Wednesday, March 22, 2023

The collapse of Silicon Valley Bank sparks the global financial strait – Usky News

MUMBAI: Silicon Valley Bank, a four-decade-old US lender, fell into receivership of the Federal Deposit Insurance Corporation (FDIC) on Friday after its long-established technology startups’ customer base got worried and deposits piled up. Receivership usually means that one bank’s deposits will be taken over by another, healthy bank or that the FDIC will pay depositors up to an insurance limit of $250,000.
California’s banking regulator will dispose of its assets, moving swiftly to protect depositors as the crisis ripples through global markets and hits banking stocks. The bank had $209 billion in assets and $175 billion in deposits, the FDIC said in a statement.
Liquidity issues at Santa Clara-based SVB came to the fore on Thursday night, after which its share price fell by more than half and another 69% in pre-market trades on Friday. The bank suffered a run after which its stock hit a seven-year low and trading was suspended.
Market data showed that the effects of the troubles at SVB spread quickly around the world, triggering a financial crisis on both sides of the Atlantic and wiping out hundreds of billions of dollars. Investors globally are also crossing their fingers after US Treasury Secretary Janet Yellen indicated on Friday that SVB is not the only lender facing challenges.
The impact of SVB’s trouble was also felt on Dalal Street on Friday. The Sensex fell over 900 points in early trade as investors hit the sell button, but did some lower-level fishing to end 671 points, or 1.1%, lower at 59,135. Like their global counterparts, banking and financial stocks in India too led the decline with the BSE’s Banking Sector and Financial Services indices falling around 1.8% each.

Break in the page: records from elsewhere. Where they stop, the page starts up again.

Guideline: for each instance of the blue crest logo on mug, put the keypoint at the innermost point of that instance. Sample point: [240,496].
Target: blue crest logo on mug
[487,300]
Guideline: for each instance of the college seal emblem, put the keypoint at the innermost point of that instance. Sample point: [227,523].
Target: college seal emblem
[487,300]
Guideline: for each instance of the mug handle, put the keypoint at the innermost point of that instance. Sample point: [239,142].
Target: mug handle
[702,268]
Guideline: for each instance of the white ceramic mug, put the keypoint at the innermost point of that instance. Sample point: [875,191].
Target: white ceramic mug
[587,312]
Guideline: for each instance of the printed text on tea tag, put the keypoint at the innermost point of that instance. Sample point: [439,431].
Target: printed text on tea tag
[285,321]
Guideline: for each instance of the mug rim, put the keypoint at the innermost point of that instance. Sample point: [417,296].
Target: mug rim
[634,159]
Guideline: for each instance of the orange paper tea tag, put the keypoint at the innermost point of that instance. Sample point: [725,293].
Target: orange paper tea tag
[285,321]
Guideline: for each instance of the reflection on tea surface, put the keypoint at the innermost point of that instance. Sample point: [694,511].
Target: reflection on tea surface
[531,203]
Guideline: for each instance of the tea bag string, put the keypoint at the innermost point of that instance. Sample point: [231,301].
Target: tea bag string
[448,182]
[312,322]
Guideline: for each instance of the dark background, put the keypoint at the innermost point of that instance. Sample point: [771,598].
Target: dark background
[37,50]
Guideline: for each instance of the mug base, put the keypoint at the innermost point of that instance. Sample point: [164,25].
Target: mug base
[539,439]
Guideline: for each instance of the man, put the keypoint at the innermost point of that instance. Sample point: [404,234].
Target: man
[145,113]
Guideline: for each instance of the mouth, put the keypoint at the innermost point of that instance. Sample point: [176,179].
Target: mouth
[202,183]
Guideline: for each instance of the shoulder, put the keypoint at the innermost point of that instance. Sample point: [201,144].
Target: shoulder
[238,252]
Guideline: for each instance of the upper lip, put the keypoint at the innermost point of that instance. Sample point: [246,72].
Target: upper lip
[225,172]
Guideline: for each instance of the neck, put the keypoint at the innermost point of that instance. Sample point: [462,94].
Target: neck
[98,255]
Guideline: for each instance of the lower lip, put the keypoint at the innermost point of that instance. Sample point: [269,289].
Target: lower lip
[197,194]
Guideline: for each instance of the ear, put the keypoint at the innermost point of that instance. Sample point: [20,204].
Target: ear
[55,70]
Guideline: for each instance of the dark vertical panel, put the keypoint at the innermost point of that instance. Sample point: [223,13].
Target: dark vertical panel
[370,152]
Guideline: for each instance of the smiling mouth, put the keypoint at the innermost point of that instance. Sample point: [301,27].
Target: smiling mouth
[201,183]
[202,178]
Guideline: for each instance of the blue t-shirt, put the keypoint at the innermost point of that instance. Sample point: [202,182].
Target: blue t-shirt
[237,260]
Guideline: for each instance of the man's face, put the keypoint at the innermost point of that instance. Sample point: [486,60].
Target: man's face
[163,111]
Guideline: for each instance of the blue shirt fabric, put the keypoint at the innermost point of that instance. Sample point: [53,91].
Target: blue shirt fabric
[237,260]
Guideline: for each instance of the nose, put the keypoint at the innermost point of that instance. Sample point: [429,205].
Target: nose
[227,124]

Growing expectations of a 50-basis-point (100bps = 1 percentage point) interest rate hike in the US later this month, which could impact foreign investors’ interest in emerging market stocks, including India, also weighed on investors. Sentiment was negatively impacted, market players said. On the BSE, among Sensex constituents, the top six losers for the day were all from the BFSI sector: HDFC Bank, HDFC Bank, SBI, IndusInd Bank, Axis Bank and Bajaj Finserv.
Meanwhile, retail investors continued to pour money into the stock market through the MF route, while debt fund investors remained cautious as interest rates remained elevated. Monthly inflows through SIPs in February saw a marginal decline as compared to the January figure, but industry participants attributed this to the shorter month. AMFI said that in February, equity mutual fund schemes recorded net inflows of Rs 15,686 crore as compared to Rs 7,303 crore in December 2022.